Second, Medicare for All will trim the costs and caveats of private insurance and automatically enroll every American. Private insurance will largely be reduced, and we must ease the transition by providing subsidies to those whose jobs are lost. Some may choose to buy additional private insurance to cover concierge service or cosmetic plastic surgery, but Medicare for All will assume all basic coverage. By covering all costs for all conditions of all patients, it will save more than 68,000 lives each year and improve many more. Lives affected by broken arms and pandemics, but also by disability-level vision or crippling depression; these ailments can be just as debilitating as the first two.

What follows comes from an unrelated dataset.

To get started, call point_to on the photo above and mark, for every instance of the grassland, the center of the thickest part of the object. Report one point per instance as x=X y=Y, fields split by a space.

A more humble primary care facility. They serve patients without insurance on a sliding-fee, income-based level. I can tell you from personal experience that the physicians who work here are HEROIC and the patient-physician relationships are beautiful.

And finally, Medicare for All will allow physicians a better opportunity at the compassion-steeped lifestyle that their younger selves imagined. A single insurer will reduce the 17 hours a physician spends each week on paperwork needed to navigate billing and claims, fewer unnecessary tests and procedures frees up further time and energy, and greater debt-forgiveness for primary care physicians will unshackle students from choice-limiting debt. Less paperwork, more time, less stress, and more choice will lead to happier physicians and better care.

Amidst my own medical training, I often dream of escaping America’s beleaguered system to the south of France. I dream of healing villagers and being thanked with sprigs of lavender and smooth red wine. Perhaps though the simplicity of this exchange is no dream at all. Perhaps instead we stand in the doorway to a new era of American healthcare. Where every individual has a friendly physician at her back. Where good health unlocks our potential and allows discovery and innovation to abound. Where we have greater resiliency to the next pandemic. And where together we can devote ourselves more truly to the ultimate pursuit of happiness.